Her cookbook contains 100 family recipes from the school, which is situated on one of the island’s oldest estates. Guests, amateurs and top chefs alike are encouraged to harvest the vegetables and observe the cheese-making even as they learn to cook the Sicilian way.

Lanza, who joined the business in 2006, spoke to Reuters about the pleasures of starting over, living off the land, and being blessed with “a good fork”.

Q: Why did you write this book?

A: I wanted to introduce myself to this world. My first career was as a museum curator and art historian, so I’m quite new to all of this. It’s my way of seeing, of cooking, and my way of getting into coming back to Sicily.

Q: Why did you return to Sicily?

A: I was in the art business for many years and I was a bit fed up with living in the north (of Italy).

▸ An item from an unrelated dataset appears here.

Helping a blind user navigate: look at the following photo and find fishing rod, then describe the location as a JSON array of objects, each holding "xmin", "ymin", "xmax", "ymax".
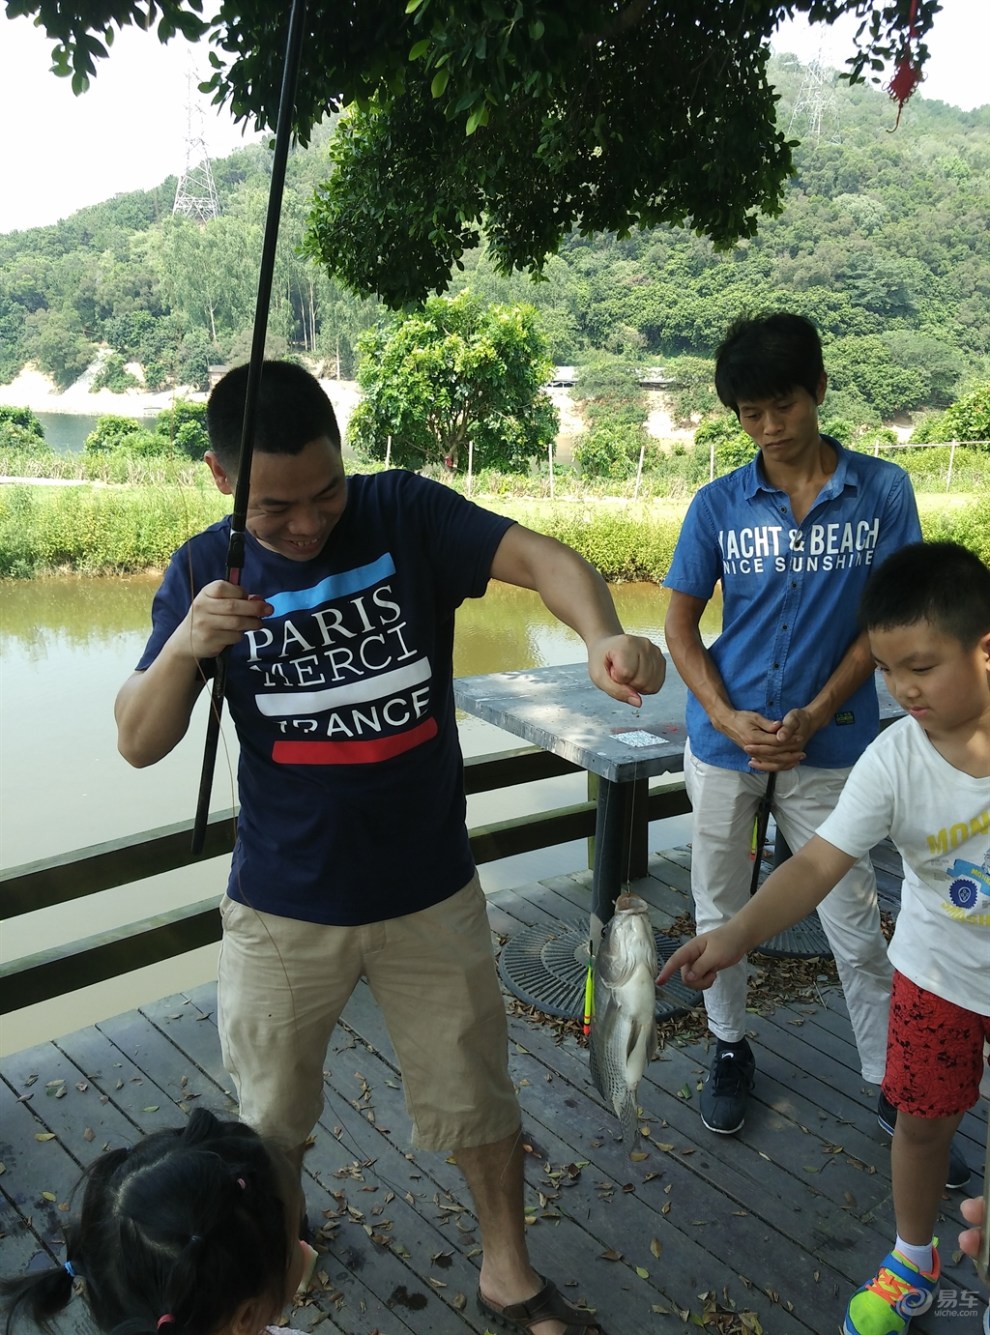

I really wanted to eat a good salad and a good tomato and I was bored with the grey sky. There are points in your life when you feel you can start again.

Q: How did you learn to cook?

A: I think in Italy all of us have some basics. We’ve all spent time, in the kitchen. Italians talk continuously about food. I never really learned from my mother, nor did she learn from her mother. We were just around food all day long. It’s another way of learning. It’s not instructions and rules, but it’s from your body.

Q: What do the people who visit your school find?

A: I offer mainly an experience. We make everything from scratch, including the bread. I get my flour from the local mill. I make my yogurt every morning. Everything is done there and it’s done as it’s always been done. We grow everything. The lamb is from there, the cheese is from there. It’s living off the land and also having a cultural understanding of why wheat is grown here instead of there and why is this vinegar made this way?

Q: How does Sicilian cuisine differ from the rest of Italy?

A: Sicily has different ingredients because we have different vegetables. Sicily is really diverse, with an amazing variety of landscapes, terroir and soil. Few foreigners realise that. We have this small island, so you think well that’s it, but when you travel to Sicily you realise how different the food and cultures are.